Tennis stars continue to face social media threats
In this social media age, professional athletes continue to embrace various platforms such as Facebook and Twitter as a means to share information with their fans.
Tennis pros such as Serena Williams and Rafael Nadal are among the most followed players on Twitter worldwide.
But this easy means of two-way communication is not always a good experience. Many who compete on both the ATP and WTA tours continue to find themselves the recipient of negative comments on their personal social media accounts solely based on their recent results, and the issue of “cyber bullying” is a growing problem.
Tennis, however, is international, and players, and those who vent hate against them, change locations week after week. Can the sport itself do any more to prevent such abuse from happening?
Probably not, says attorney Jeff Fannell, who in addition to having 12 years of experience in sports law also serves as deputy director and professor for St. John’s University International & Comparative Sports Law program. With tennis players essentially being independent contractors who choose to have personal social media accounts, the tours themselves do not have any real legal obligation to increase monitoring more than they already do.
“No one has to have a Facebook account or to be on Twitter,” Fannell said. “Those are individual decisions that are made. Not that they are wrong at all. But that is an individual decision. There are many players who choose not to be involved on social media at all.
“If a player does go on social media what comes with it unfortunately is you are going to have some good and you are going to have some bad. I don’t see how the governing bodies have any obligation to police it. They are free to do so if they desire, but I don’t see that they have any obligation for something that is purely voluntary on the part of the individual player.”
While unhappy fans sometimes feel the need to shake a virtual fist after a player loses, often the bulk of the incidents come from online bettors, many from overseas, who make daily wagers on players worldwide.

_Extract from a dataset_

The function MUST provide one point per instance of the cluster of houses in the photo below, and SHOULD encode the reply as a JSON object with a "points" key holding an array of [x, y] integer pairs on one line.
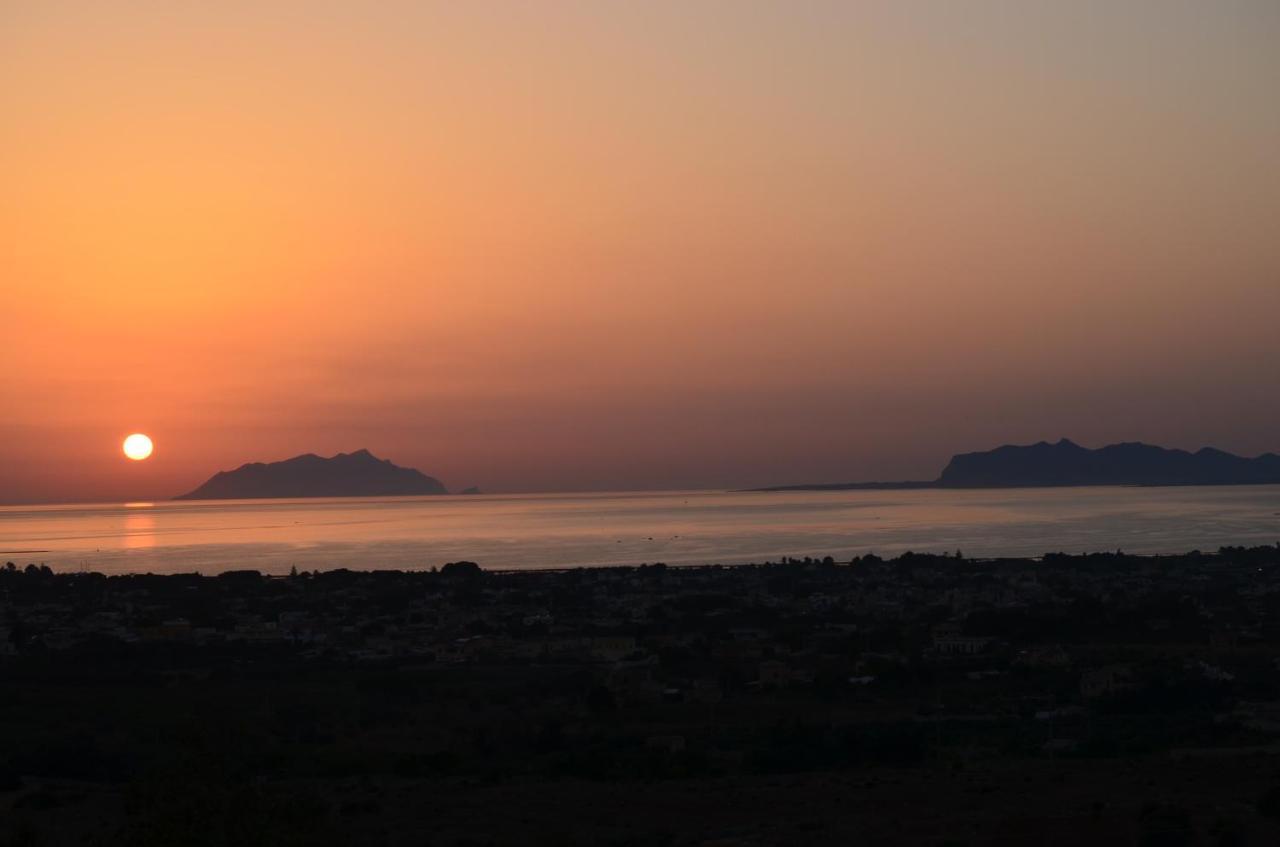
{"points": [[699, 633]]}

The abuse ranges from negative comments, to insults and even to threats of physical harm.
Wimbledon was no exception.
Angelique Kerber of Germany, after she lost early in the first week, received multiple death threats on her Facebook account. The WTA is investigating the incident.
U.S. Fed Cup team member Varvara Lepchenko also found a similar message on her Facebook page telling her that if she didn’t lose her first-round match in London, she wouldn’t live.

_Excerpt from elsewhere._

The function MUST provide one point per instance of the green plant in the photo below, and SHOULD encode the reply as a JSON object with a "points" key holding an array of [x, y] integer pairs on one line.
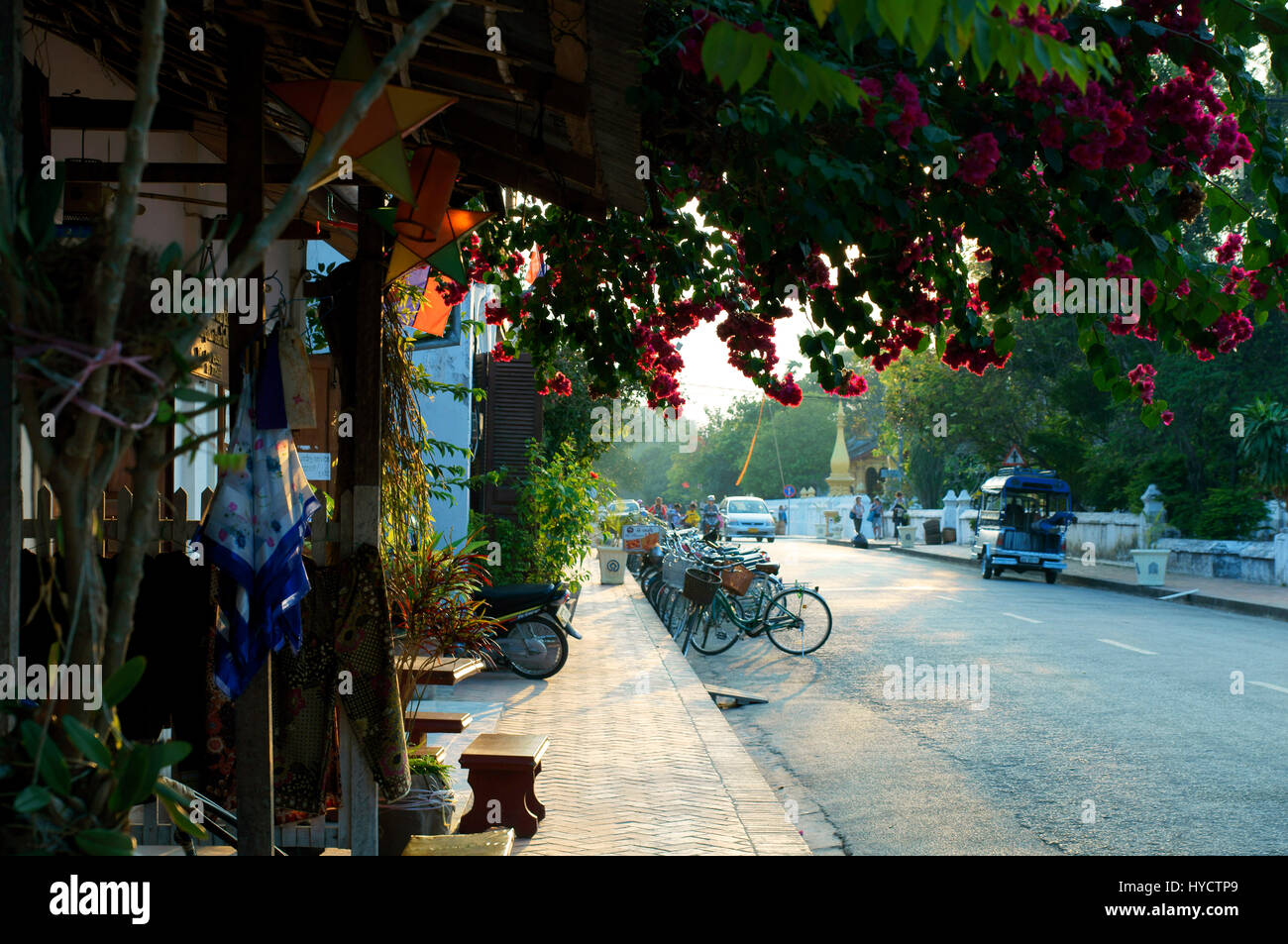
{"points": [[65, 789], [1265, 445], [433, 605], [557, 522], [1229, 514]]}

“I obviously ignored it,” Lepchenko said via email. “I used to pay more attention to those things. Now I don’t really care.”
When asked if she has heard of similar experiences from other players, Lepchenko said, “I’ve heard comments, but we always laugh at some of them because they are just hopeless bettors that have no idea how hard we work or that there is actually life besides sitting in front of the live scores and hoping for someone to lose or win. I feel pity for these people.”
For its part, the WTA does provide social media education to all of its players, including what steps to take if they feel they are the victims of online abuse. The WTA also monitors and reports incidents, including to the proper authorities if necessary.
Sometimes, the abuse is too much to take. Rebecca Marino of Canada cited repeated cyber bullying as the main reason she retired from tennis at age 22 earlier this year.
Monitoring social media is often up to players
How players deal with online harassment is often a personal choice. Wimbledon champion Andy Murray uses humor when responding directly to those who berate him on Twitter. Others choose to simply ignore negative messages entirely.
Because of their busy schedules, some pros choose to have a manager or publicist oversee their social media accounts. Though this provides a layer of protection from unwanted messages, this reliance on someone else can also backfire.
Michael Russell learned this the hard way after it appeared the American had posted an angry tirade on his Facebook page aimed at two-time major winner Lleyton Hewitt after both men competed at the ATP event in Newport, Rhode Island.
A day later, Russell apologized and said it was his publicist, and not Russell himself, who posted the rant calling Hewitt a “douche bag” and a “racist.”
“To be 100% clear about recent statements on my Facebook page regarding Lleyton Hewitt, unfortunately, my publicist posted those statements,” said Russell, who accepted responsibility for the incident. “From here on out, I will monitor my page very carefully, making sure all statements made on it are mine.”
Can or should tours do more?
Robin Haase of the Netherlands recently said on Dutch TV that he asked the ATP Tour to intervene more often if a player receives hateful or threatening messages. Haase said he receives daily insults. Sometimes he can laugh about it. But not always.
“I hope you are very ill and I hope you drop dead tomorrow come over every week,” said Haase. “What are these people doing, I think.”
The ATP declined to comment about Haase, but did say in a statement that players are encouraged to report threats or suspicious social media postings, which are then investigated by internal security.
While there hasn’t yet been a reported case of an online abuser making a physical, in-person attack against a player similar to the Monica Seles incident in Hamburg 20 years ago, the possibility remains. Only then might changes to current social media monitoring by the tours occur according to Fannell.
“I think most associations and leagues take player safety seriously and take all reasonable measures to protect players. What is reasonable may change if the circumstances change, and certainly knowledge of cyber-threats against a player alters the calculus,” Fannell said.
Players will continue to have the support and resources from both tours to deal with the growing threat of cyber bullying. But like a troublesome opponent on the court, most tennis pros will have to deal with this problematic issue on their own.